Une nouvelle objectivation du coût de cette mission, par exemple via un nouvel audit, semble indispensable pour la refinancer à moyen terme sur la base de critères clairs et actualisés. A court terme, la formule existante serait sans doute plus réaliste en supprimant le facteur relatif à la situation de 1991. Dans ce contexte, il est choquant que le président du MR, G-L Bouchez, entre autres sorties intempestives, prétende que les syndicats se font de l’argent grâce à leur fonction d’organisme de paiement des allocations de chômage. (Lire ici). En amont, le « Service Vérification » de l’ONEm vérifie si l’organisme de paiement a correctement déterminé le montant, s’il a contrôlé les conditions d’octroi (inscription comme demandeur d’emploi, cumul avec une rémunération, jours de vacances ou jours fériés rémunérés, …) et s’il a effectué le paiement sur le compte bancaire du chômeur ou (en cas de cession ou de saisie) du créancier. En aval, l’ONEm contrôle scrupuleusement les dépenses des OP (le nombre de ces contrôles et leur nature sont systématiquement spécifiés dans le rapport annuel de l’ONEm) et donc leur comptabilité. Bouchez clame aussi que les syndicats n’ont pas intérêt à ce que les chômeurs trouvent un emploi pour conserver ces « avantages ». Or la vérité est que la cotisation syndicale d’un travailleur avec emploi est bien plus importante que celle d’un travailleur sans emploi.
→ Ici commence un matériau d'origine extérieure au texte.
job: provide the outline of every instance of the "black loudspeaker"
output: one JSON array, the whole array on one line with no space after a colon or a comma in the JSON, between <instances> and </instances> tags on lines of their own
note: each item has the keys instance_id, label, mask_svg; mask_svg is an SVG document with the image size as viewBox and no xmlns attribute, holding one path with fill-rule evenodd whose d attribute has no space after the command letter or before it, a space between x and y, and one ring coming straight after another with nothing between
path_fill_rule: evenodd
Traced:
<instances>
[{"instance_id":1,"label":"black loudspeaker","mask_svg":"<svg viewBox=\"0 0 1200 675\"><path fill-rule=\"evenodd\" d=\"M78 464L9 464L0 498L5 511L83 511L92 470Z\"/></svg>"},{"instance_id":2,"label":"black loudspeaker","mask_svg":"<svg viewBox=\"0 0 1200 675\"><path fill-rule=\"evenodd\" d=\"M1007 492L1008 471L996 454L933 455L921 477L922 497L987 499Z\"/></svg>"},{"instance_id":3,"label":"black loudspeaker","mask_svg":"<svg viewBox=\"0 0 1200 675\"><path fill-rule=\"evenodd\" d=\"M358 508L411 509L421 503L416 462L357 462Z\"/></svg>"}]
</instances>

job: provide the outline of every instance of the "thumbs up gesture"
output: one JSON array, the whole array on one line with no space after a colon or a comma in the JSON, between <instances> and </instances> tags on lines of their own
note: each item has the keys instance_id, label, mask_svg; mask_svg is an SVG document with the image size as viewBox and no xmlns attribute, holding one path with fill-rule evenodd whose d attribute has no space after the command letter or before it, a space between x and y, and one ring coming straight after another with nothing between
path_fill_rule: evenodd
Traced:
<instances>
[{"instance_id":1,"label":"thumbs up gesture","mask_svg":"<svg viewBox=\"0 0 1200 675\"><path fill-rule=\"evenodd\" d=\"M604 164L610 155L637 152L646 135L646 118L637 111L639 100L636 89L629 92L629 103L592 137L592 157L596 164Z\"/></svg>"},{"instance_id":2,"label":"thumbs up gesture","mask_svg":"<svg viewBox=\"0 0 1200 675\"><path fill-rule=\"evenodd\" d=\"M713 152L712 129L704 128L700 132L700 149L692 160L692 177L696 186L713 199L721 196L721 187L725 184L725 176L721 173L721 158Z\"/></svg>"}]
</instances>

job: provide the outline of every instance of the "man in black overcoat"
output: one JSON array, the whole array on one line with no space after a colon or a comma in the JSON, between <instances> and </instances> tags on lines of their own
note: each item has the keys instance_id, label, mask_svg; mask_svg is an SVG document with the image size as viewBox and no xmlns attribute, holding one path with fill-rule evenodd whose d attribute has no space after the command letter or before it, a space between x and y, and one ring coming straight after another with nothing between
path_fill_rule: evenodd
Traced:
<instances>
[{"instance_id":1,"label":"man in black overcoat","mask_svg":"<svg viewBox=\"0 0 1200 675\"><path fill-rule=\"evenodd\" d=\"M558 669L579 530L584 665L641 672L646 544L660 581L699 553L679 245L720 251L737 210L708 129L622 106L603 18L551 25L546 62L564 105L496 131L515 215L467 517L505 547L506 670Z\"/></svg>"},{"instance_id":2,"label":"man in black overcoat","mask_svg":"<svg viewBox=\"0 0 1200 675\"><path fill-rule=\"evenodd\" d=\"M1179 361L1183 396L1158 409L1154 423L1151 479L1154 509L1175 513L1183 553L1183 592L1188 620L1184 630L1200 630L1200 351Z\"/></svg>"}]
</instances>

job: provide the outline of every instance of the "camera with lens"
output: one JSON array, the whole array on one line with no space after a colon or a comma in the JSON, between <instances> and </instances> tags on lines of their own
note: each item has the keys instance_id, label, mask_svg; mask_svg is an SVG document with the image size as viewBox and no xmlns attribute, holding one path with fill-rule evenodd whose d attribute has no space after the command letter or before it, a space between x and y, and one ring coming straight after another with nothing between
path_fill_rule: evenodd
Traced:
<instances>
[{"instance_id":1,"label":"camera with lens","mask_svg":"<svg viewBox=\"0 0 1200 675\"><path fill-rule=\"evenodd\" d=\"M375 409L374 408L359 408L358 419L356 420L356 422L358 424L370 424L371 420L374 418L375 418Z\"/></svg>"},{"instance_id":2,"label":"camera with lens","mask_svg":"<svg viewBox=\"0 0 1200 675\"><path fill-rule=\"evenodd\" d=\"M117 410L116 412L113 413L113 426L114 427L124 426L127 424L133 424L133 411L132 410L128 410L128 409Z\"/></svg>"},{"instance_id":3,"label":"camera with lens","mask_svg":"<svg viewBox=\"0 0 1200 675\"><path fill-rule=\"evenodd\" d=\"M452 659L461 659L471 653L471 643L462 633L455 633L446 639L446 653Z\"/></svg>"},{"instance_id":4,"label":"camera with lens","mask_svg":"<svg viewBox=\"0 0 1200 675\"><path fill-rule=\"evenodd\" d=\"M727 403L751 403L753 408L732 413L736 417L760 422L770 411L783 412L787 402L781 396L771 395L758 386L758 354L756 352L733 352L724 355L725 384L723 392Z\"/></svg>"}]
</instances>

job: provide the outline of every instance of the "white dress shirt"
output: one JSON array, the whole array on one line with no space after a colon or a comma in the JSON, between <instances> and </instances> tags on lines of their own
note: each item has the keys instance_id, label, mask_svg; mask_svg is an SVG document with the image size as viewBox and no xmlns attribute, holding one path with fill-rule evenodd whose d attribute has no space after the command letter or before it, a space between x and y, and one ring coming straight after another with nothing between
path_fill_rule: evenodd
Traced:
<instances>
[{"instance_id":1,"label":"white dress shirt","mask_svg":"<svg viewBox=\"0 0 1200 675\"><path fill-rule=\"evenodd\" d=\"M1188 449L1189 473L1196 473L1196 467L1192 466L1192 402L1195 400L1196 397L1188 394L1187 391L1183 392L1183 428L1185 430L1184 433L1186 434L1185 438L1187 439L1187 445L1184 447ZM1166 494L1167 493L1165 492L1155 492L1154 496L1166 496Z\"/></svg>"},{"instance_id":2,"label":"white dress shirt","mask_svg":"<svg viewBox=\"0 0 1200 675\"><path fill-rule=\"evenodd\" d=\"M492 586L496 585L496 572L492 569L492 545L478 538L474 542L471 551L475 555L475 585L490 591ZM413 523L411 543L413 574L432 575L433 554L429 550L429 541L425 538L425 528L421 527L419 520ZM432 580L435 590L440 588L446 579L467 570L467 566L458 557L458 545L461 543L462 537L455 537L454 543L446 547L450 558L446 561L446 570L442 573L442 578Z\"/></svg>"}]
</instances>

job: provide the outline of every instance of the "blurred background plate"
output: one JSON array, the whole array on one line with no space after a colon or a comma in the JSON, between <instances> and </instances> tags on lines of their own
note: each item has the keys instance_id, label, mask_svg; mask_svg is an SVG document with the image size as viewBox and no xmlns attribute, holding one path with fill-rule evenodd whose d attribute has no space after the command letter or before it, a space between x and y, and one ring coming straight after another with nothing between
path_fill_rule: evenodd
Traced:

Et, surtout, l’activité elle-même est déficitaire (les frais octroyés sont insuffisants) et d’autres branches du syndicat doivent parfois lui venir en soutien. Bouchez voudrait retirer cette activité aux syndicats et la confier intégralement à la CAPAC, en prétendant qu’un service public doit gérer l’argent public (alors qu’il s’agit en fait de l’argent des travailleurs). Il faudrait lui dire, comme le montre notre graphique, que la CAPAC coûte deux fois plus cher à l’Etat que la FGTB ou la CSC en frais d’administration… Les syndicats ont toute la légitimité pour assurer cette mission, il faut la rendre possible dans les meilleures conditions en leur en donnant les moyens suffisants. Les organisations syndicales ont introduit des demandes de refinancement structurel de la mission des OP auprès du ministre de l’Économie et du Travail, Pierre-Yves Dermagne (PS). A ce stade, il ne semble pas qu’il y ait d’accord au sein de la coalition Vivaldi pour inscrire cette mesure au budget…

(1) FGTB, Congrès statutaire 14, 15 et 16 novembre 1953. Rapport moral et administratif pour les années 1951 et 1952, 1953, p. 341. Cité dans J. Faniel, Les syndicats, le chômage et les chômeurs. Raisons et évolution d’une relation complexe, Thèse de doctorat en sciences politiques ULB, sous la direction de P. Delwit, 2006, 4 vol., pp. 340 et 342.

(2) Tous les chiffres cités et les références réglementaires viennent de rapports de l’ONEm ou de réponses que cette administration a apportées à nos questions.

(3) Le gouvernement fédéral a constitué une provision Corona de plusieurs milliards d’euros mise en place pour financer les diverses dépenses générées par la crise Covid.